Newsrooms, it was agreed, urgently need to be empowered to experiment to diversify, and they need to learn. In the words of Nikita (much quoted in the breaks) ‘awareness is not immunity’. And then of course there’s the role of regulation and governance which I won’t dwell on here except to say I can’t see us building this new world without effectively engaging with it.
What I’d really like NOT to see is two schools of thought becoming (as everything else is in society) polarised. The ‘burn it to the ground and build from scratch’ and the ’stick a preservation order on it while we work it out’. Neither will work.
What’s clear is that we don’t, can’t have a full picture yet of what will come but thanks to NAMS and the many other events that work so hard to generate this kind of debate, we’re getting closer.
I’ll end with a provocation offered to me - I won’t say by whom to respect the Chatham House roles of the breakouts. “You’re either building the bomb Laura, or you’re watching the bomb building built. The bomb is getting built. Where are you?’ Having given this some consideration, my intemperate first answer ‘on the team, messing with the plutonium’ stands, but does it have to be a bomb? What’s the version of this that is the ploughshare that we can conspire to build so that the precious information that sustains our democracies and our human rights is used to nourish our society - and without exploiting those who create it?
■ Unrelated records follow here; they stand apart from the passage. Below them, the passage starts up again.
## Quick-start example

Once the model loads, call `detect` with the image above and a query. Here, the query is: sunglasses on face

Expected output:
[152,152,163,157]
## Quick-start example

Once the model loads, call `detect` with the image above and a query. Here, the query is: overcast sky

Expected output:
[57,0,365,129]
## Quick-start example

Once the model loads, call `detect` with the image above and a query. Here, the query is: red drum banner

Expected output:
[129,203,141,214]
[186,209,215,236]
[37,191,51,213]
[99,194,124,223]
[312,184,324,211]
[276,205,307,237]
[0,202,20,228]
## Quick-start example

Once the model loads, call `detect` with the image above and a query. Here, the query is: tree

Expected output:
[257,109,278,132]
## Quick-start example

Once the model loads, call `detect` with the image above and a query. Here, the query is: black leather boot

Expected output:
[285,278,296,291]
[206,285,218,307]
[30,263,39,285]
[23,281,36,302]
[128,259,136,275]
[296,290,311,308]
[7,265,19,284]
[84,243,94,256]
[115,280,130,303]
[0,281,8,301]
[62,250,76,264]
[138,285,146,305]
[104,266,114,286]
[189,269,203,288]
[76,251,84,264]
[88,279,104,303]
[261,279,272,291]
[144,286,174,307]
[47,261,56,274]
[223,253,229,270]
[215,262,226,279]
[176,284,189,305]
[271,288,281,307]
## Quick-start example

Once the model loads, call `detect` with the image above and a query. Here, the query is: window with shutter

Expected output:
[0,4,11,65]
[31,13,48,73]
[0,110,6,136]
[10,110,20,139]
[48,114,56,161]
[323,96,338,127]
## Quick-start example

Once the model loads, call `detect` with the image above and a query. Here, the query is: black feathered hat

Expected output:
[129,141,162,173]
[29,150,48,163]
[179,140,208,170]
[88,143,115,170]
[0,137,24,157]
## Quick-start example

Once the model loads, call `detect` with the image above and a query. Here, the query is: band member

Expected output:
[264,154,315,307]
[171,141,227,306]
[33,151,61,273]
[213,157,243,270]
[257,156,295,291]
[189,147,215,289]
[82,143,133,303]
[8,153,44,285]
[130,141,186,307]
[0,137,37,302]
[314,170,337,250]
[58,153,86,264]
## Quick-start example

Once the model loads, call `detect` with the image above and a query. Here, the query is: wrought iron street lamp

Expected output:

So are long reads, features and serendipity marginalised at one end of the barbell for those with time and money? If that’s the drift I’m glad you mention the importance of PSM. And also that you touch on, without using the word, “significance” - something my algorithmic feeds seem unable to assess.
And a good end note - we’re only building a bomb if we allow others to do that or choose to do so. The direction of tech is not a blind inevitability - it’s a choice.